The decision follows the state's widely condemned execution last year in which guards failed to connect a back-up intravenous line to Stanley "Tookie" Williams, the former Crips gang leader who later wrote a number of anti-gang books.

 

Earlier this week, Florida executioners failed to insert needles correctly into condemned killer Angel Diaz, which meant lethal chemicals did not go directly into his veins, according to the state's medical examiner.

 

Florida's incoming governor, Charlie Crist, responded by saying he would halt executions until a commission investigated the state's procedures.

 

Cruel and unusual

 

Death penalty opponents have for years argued that lethal injection is cruel and unusual punishment barred by the US constitution, but only such recent instances have given legal and political traction to their arguments.

 

"When properly administered, lethal injection results in a death that is far kinder than that suffered by the victims of capital crimes"

Jeremy Fogel, 
California federal judge

"When properly administered, lethal injection results in a death that is far kinder than that suffered by the victims of capital crimes," said Fogel, who earlier this year visited the death chamber at San Quentin state prison north of San Francisco.

 

"At the present time, however, defendants' implementation of California's lethal-injection protocol lacks both reliability and transparency.

 

"In light of the substantial questions raised by the records of previous executions, defendants' actions and failures to act have resulted in an undue and unnecessary risk of an eighth amendment violation.
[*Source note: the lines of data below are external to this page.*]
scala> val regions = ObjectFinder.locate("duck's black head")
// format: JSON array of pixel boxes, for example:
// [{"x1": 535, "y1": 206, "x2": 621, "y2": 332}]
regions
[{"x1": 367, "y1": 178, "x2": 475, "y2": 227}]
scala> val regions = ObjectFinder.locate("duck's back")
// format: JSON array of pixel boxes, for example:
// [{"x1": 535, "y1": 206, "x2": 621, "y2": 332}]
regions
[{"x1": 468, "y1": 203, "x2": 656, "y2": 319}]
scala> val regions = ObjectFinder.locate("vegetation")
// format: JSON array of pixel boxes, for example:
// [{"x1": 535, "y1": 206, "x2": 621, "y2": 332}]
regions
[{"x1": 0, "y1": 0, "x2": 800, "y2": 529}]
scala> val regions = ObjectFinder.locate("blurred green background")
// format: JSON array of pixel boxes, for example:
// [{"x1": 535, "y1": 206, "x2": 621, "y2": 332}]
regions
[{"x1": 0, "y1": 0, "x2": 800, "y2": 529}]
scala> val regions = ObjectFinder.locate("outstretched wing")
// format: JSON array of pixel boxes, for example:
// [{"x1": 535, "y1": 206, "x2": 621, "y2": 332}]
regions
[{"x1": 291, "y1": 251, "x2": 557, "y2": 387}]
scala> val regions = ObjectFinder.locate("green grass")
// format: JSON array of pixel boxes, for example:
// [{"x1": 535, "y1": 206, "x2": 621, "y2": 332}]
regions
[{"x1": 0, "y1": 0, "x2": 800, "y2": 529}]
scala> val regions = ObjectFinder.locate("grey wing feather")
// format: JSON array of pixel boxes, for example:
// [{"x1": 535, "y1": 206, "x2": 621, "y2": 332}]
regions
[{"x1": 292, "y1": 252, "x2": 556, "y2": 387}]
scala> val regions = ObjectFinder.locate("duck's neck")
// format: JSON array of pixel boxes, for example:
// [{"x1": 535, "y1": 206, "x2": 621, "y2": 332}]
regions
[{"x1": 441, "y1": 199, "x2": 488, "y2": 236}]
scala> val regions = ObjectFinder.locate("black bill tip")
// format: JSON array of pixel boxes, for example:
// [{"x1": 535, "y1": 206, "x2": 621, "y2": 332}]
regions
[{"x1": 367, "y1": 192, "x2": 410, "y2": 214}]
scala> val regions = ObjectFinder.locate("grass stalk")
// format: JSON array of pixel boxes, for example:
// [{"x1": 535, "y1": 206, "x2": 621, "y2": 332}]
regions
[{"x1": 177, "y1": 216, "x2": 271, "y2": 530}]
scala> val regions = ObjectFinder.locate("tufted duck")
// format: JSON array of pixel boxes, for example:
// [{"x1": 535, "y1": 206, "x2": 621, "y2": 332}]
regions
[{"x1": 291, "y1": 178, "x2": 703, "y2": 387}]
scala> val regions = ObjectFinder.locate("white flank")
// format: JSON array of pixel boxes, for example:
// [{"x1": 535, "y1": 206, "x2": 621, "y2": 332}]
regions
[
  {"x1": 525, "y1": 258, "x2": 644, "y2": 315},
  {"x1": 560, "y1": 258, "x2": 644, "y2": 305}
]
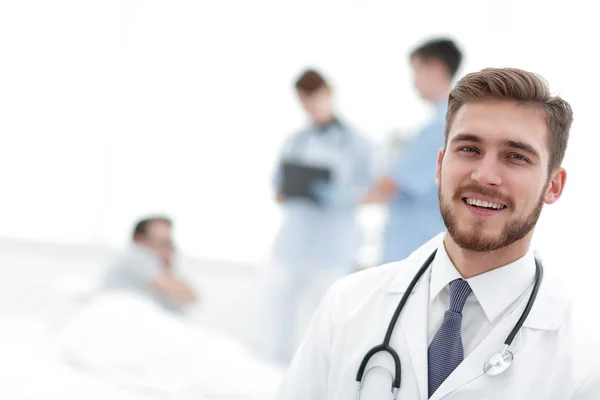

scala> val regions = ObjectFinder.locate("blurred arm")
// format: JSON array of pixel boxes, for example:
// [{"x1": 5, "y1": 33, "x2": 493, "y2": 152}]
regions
[{"x1": 361, "y1": 176, "x2": 399, "y2": 204}]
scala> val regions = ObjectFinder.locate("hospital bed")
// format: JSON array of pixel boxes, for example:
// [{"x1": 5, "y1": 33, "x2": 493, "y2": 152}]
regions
[{"x1": 0, "y1": 293, "x2": 283, "y2": 400}]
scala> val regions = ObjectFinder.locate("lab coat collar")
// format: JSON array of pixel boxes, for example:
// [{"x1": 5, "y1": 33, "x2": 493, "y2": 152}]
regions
[
  {"x1": 429, "y1": 243, "x2": 535, "y2": 322},
  {"x1": 388, "y1": 233, "x2": 568, "y2": 400}
]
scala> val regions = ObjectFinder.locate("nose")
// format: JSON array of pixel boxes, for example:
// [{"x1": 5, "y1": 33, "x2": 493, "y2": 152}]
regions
[{"x1": 471, "y1": 157, "x2": 502, "y2": 186}]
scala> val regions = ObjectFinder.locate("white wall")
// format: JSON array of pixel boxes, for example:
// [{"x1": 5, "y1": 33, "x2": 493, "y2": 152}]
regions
[{"x1": 0, "y1": 0, "x2": 600, "y2": 276}]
This is intolerable under the constitution."

 

Lethal injection is used in 37 US states, but legal challenges have delayed such executions this year in not only California and Florida, the first and fourth most populous states, but several others including New Jersey and Ohio.

 

The US has executed 53 people in 2006, a 10-year low, according to the Death Penalty Information Centre.

 

Bungled executions

 

California has long punished convicted criminals with execution. Its San Quentin prison hanged the condemned from 1893 and turned to lethal gas in 1938. It began using lethal injection in 1994 after a federal judge found gassing cruel and unusual.

 

Fogel has ruled that the use of lethal injection
is unconstitutional in California
Florida
legislators voted to switch to lethal injection in 2000 after a series of bungled executions using the state's electric chair, including one where flames shot from a prisoner's head.

 

Executioners now typically attach two intravenous lines to condemned US inmates, one tube acting as a backup to assure a continuous flow of the three chemicals that anaesthetise, paralyse and then kill.

 

In the Williams execution, prison guards struggled for 25 minutes to insert the intravenous lines and it took another 10 minutes for the lethal drugs to take effect, said Barbara Becnel, a witness to the execution and co-author of Williams' anti-gang books.

 

Journalists at several recent California executions have seen guards struggle to insert the IV lines to the condemned killer.

 
Witnesses in Florida this week said Diaz appeared to grimace and gasp for breath in what was supposed to be a quick but painless procedure. Prison officials had to give Diaz the drugs twice and it took him 34 minutes to die from the start of the execution.

 

Richard Steinken, a Chicago lawyer who has worked with condemned inmate Michael Morales, whose case sparked Fogel's decision on Friday, said: "The court, I think correctly, recognised that there are severe flaws in the system.

 

"Whether it can be fixed remains to be seen."